Heber's Story
Birth: March 7th, 1845 | male | in Kirtland, Ohio, USA
Death: July 9th, 1850 | 5 years old | Douglas Nebraska, USA
Memorial: Stone 1
Heber Kimball Campbell was the last of 13 children born to Benoni Campbell and Mary Leonard, both from New York.
As members of The Church of Jesus Christ of Latter-day Saints, the family Joined the Stephen Markham Company, leaving Iowa on June 20 to journey west to the Salt Lake Valley. Exhaustive travel conditions, disease, injury, lack of food and medicine, premature birth, and extreme weather were some of the greatest threats to pioneers. Cholera, a bacterial disease caused from contaminated water, infected many of the travelers.
A week into the trek, many of the pioneers in the company were stricken with cholera including Heber, as well as his mother and father.

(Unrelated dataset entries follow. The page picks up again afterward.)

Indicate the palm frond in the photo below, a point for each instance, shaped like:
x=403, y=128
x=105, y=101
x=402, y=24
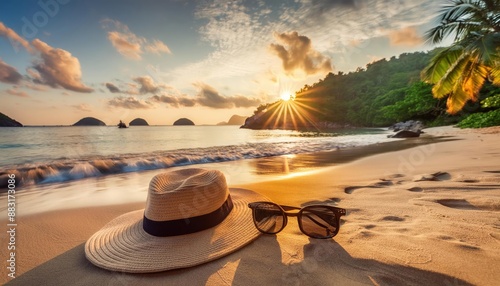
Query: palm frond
x=447, y=83
x=441, y=63
x=456, y=102
x=495, y=74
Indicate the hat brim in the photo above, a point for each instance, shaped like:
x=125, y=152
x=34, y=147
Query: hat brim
x=123, y=245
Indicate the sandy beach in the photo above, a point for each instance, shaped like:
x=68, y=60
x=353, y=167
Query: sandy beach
x=427, y=215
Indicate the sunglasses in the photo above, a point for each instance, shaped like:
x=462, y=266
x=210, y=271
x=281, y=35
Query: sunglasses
x=316, y=221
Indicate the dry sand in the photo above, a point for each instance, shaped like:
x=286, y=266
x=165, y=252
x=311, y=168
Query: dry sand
x=429, y=215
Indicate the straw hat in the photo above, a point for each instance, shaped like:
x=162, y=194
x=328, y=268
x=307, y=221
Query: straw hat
x=190, y=218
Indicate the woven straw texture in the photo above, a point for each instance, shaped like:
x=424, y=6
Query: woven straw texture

A family history indicates that a woman in the camp was suffering from cholera and not expected to live. Mr. and Mrs. Campbell sent their son John to go ahead of the camp and dig a grave for her. While that woman didn’t die, by the time the company arrive at the site of the freshly dug grave, Heber’s mother passed away on June 30 and she was buried there. Heber’s father died a few days later on July 4 and is buried along the Momon Trail west. Then, five days later on July 9, 1850, 5-year-old Heber died from the dreaded disease and is buried by the Platte River.
One of Heber’s brothers documented, “Cholera broke out in the company and I lost my father and mother, and one brother. We buried them by the roadside. We lost eleven out of our company.”